Once inside Josephina couldn’t decide if she was in a rodeo, bar, or strip club.

Black-and-white checkered tiles spanned the room and outlined a circular wooden dance floor that was packed with people two-stepping. At one end was a long mahogany bar, at the other a padded pit with an electric bull. But in the center sat a small stage with a disco ball, a church pew, and two metal poles, which she was certain weren’t used for pole aerobics.

An unwelcome tingle raced down her spine. Without even looking up she knew who she’d find.

Brett leaned against the opposite side of the bar, looking relaxed and way too tempting in a pair of well-worn button-fly jeans and a dark blue shirt. Same place he’d been when she’d walked through that door ready to ask him for a dance and a roll in the hay.

This time when their eyes locked and he smiled, it was slow and sure instead of shocked, as he’d looked when she walked in—not the look a woman set on seduction wanted to get from her potential one-nighter.

He raised his beer in salute. She tried smiling back, instead shifting uncomfortably in the chair, her legs sticking to the cheap vinyl, which matched the cherry-red tablecloths.

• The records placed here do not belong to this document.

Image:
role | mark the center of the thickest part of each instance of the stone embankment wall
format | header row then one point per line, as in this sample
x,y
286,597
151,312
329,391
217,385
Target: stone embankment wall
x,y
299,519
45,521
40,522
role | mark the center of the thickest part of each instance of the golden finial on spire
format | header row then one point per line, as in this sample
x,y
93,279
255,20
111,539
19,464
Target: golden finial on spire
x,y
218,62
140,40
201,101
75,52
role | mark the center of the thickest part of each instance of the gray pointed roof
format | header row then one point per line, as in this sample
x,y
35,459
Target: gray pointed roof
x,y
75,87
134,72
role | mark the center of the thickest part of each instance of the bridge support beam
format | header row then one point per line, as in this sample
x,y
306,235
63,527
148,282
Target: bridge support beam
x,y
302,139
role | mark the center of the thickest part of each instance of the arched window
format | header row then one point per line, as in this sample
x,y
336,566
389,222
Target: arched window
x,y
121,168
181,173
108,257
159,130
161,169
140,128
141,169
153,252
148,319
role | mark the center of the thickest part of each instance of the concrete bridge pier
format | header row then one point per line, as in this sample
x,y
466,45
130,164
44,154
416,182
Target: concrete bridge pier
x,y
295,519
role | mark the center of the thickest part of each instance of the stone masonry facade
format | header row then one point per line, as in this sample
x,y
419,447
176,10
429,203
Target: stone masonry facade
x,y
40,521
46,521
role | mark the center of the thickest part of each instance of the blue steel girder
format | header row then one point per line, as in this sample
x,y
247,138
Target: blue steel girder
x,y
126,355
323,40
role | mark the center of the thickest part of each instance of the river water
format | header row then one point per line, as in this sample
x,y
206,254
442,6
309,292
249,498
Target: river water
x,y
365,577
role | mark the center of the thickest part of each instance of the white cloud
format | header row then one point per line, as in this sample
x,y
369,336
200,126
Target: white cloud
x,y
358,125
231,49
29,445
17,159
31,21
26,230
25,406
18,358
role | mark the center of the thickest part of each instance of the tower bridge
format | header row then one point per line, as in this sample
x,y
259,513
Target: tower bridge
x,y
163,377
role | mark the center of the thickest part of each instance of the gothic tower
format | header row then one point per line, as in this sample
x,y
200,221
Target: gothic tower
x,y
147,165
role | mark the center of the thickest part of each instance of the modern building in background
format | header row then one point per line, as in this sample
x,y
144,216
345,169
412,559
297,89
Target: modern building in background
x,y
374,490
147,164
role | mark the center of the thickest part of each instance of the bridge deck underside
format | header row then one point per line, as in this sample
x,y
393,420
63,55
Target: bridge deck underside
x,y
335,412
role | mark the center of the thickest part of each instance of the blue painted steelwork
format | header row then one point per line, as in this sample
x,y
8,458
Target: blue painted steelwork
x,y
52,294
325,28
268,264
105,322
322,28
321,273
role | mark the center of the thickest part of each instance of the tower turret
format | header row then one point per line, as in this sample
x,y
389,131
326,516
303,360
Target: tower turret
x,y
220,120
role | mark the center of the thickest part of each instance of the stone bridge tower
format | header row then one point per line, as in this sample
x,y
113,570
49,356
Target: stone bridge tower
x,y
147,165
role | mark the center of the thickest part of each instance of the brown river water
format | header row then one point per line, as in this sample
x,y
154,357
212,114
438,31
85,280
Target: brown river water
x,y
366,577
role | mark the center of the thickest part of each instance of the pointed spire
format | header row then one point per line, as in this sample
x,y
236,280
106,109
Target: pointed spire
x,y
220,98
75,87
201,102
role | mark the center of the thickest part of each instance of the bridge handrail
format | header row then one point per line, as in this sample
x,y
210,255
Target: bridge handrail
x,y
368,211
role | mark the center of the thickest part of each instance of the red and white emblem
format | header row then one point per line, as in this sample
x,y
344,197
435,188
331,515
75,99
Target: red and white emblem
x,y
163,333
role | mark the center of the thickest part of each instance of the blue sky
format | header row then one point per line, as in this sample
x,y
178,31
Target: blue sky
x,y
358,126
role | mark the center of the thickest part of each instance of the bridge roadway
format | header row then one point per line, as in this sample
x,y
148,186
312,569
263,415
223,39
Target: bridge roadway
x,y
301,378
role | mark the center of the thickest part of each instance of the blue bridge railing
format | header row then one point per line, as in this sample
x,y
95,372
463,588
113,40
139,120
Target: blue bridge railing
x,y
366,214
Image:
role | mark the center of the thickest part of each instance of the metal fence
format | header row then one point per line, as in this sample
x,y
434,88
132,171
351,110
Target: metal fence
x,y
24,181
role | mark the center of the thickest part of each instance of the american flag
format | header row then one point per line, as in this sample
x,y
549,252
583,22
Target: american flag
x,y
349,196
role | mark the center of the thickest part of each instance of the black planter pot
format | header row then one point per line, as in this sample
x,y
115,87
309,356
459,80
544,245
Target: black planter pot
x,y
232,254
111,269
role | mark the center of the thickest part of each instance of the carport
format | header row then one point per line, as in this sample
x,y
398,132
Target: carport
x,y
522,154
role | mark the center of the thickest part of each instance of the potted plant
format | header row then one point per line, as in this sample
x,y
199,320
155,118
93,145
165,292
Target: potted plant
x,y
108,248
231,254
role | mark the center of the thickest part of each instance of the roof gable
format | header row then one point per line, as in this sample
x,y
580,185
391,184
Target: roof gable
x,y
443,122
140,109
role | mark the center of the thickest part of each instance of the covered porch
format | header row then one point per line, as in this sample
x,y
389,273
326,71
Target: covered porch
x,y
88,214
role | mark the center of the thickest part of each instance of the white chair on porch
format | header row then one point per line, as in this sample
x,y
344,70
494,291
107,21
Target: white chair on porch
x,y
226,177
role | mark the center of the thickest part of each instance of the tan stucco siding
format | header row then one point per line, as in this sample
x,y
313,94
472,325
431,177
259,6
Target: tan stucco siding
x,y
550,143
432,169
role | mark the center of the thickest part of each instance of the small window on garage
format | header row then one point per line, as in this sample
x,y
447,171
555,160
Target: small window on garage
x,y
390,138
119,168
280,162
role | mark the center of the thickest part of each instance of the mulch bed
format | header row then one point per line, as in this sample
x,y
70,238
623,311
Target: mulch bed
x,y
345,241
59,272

Josephina looked back to her friends and blinked. Charlotte, wearing black slacks, a lavender cardigan set—angora, no less—and pearls, looked as if she should be sitting on that church pew, not a bar stool. And Spenser was in ripped jeans, motor oil, and a black tank top that said
L
UBE
T
HIS.
Her hair was thrown up in a messy ponytail.

Suddenly Josephina’s off-the-shoulder, silky shirt and hooker-high boots seemed wrong, on so many counts.

“Remind me again why I’m the only one dressed for this hunt? A hunt that was supposed to be a team effort?”

“The only kind of hunting I do is with a gun,” Spenser said around bits of chewed hushpuppy.

“This is my hunting outfit.” Charlotte placed an affectionate hand on Josephina’s and gave it a few friendly pats. “Of course, it’s also my Sunday tea outfit, since this is a small southern town, and when a woman does something like this, although
I
admire it greatly, people talk. And I can’t have my mama hearing the prattle come morning.”

Josephina froze, a heat burning up her neck, and forced herself not to look around to see who was staring at her. “People know?”

“Honey, this is Sugar,” she said. “Everyone knows everyone’s business, and yours is particularly interesting, seeing as you’re Letty’s prodigal niece. Her single niece.”

Josephina looked around the bar and found everyone staring back. Everyone.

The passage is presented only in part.